Now that midterms are over everyone is celebrating, so Clarke let’s Bellamy, a footballer and friend on her course, drag her to a house party. He is kind and quite and soft-spoken and basically the exact opposite of what most people assume about him and it’s kind of why she loves him.

He thrusts a solo cup into her hand and she trusts him so she sips from it immediately. There’s music blaring from speakers that she can’t see, and more people than she be allowed in a house this size. They’re mostly tall athletic people around her and Clarke feels a little out of place. Bellamy explains then that it’s mostly people on sport teams here and she gets it.

Clarke really shouldn’t have been surprised then, when an hour later on her way back from the bathroom she bumps into someone by accident and it’s Lexa. Because of course the world was just that ironic.

Clarke trips into her and she falls into her friend who asks, “You ok Lexa?” and she nods before turning to her attacker.

“It’s you,” Lexa states, her gaze hardening.

“It was an accident.” Clarke says.

“You spilt my beer.”

“Can’t you say anything nice?”

“Nope.” Lexa crosses her arms over her chest. Clarke fights the urge to look at the rise of her breasts.

“I’m not going to say I’m sorry.”

“Neither am I.”

“The kitchen’s this way.”

“Huh?” Lexa says, confused.

“You probably want another beer, right?” Clarke shrugs. “Whatever, I’m going to get another drink anyway.”

She’s slightly surprised when Lexa follows her because she really thought Lexa would go back to ignoring her, but she feels her presence behind her as she weaves her way through the crowd of horny teens and young adults to get to the kitchen.

It’s not much quieter in there, but there’s slightly more space and most importantly there’s alcohol.

Clarke reaches into an ice bucket and pulls out two cans of beer, handing one to Lexa and opening the other for herself.

“Cheers,” Lexa states, raising her can slightly.

She goes to take a sip but stops when Clarke asks, “What are we cheers-ing to?”

Lexa shrugs, “Me hating you slightly less for getting me this beer?” she suggests lightly and Clarke laughs.

“Sure.”

They tap their cans together and drink, eyeing each other over the tops of their cans.

“You know, you say you hate me, but you don’t know me. You don't even know my name,” Clarke says.

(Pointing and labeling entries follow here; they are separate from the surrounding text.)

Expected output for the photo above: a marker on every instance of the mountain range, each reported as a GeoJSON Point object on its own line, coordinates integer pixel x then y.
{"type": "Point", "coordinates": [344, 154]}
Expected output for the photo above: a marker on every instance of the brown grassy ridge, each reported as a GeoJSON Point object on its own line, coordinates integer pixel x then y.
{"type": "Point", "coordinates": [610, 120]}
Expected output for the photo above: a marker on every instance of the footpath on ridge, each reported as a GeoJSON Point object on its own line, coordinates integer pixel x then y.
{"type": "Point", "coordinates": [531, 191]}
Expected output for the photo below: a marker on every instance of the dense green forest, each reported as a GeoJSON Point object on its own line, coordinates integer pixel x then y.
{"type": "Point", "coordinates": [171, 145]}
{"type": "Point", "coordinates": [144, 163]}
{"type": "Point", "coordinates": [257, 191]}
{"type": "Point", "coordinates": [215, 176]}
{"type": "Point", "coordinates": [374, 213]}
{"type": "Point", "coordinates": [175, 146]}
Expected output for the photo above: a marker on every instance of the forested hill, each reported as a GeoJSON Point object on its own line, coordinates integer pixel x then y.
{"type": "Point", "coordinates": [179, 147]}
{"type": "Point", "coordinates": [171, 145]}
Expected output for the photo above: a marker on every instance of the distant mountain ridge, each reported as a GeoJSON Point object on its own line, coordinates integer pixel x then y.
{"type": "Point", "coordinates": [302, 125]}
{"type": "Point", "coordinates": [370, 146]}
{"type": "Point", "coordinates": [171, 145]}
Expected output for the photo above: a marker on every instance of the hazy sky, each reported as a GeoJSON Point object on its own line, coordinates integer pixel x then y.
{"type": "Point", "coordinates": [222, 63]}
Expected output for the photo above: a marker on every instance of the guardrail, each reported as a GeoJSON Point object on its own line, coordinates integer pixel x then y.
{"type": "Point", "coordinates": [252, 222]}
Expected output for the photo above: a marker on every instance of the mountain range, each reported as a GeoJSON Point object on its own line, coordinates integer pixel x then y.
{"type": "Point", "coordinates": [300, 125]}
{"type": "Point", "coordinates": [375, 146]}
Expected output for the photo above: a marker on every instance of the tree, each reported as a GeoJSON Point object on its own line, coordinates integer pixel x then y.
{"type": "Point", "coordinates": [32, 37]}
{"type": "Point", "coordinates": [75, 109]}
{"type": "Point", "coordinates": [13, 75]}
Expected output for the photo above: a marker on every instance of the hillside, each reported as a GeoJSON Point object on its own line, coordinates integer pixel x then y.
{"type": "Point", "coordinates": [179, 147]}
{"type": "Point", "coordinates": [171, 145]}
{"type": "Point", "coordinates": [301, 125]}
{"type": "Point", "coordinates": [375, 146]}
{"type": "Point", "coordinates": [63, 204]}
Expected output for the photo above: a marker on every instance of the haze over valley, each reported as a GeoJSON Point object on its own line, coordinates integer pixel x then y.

“You don’t know mine,” Lexa retorts.

“Well I don’t hate you,” Clarke replies. “And I do know your name, _Lexa_.”

“Stalking me?”

Clarke scoffs, “Please, don’t think so highly of yourself. Your friend said it earlier,” she says (and it’s only a half lie, because her friend did say it, she just knew her name before).

“Whatever.”

“Don’t you want to know my name?”

“Nope.”

The biology student thinks Lexa is going to leave then, but she doesn’t, she stays where she is and just takes another gulp from her beer. Clarke does the same.

She clears her throat, “So where’s your accent from?” she asks once she lowers her drink.

“Ireland,” Lexa replies and Clarke raises her eyebrows in surprise. “Parents moved us out there for my mum’s work when I was six. We stayed for six years. I picked up the accent,” she explains simply.

“Why’d you move back?”

“The job finished.”

“You don’t like to use many words do you?” Clarke laughs and Lexa quirks an eyebrow as if to say ‘so?’.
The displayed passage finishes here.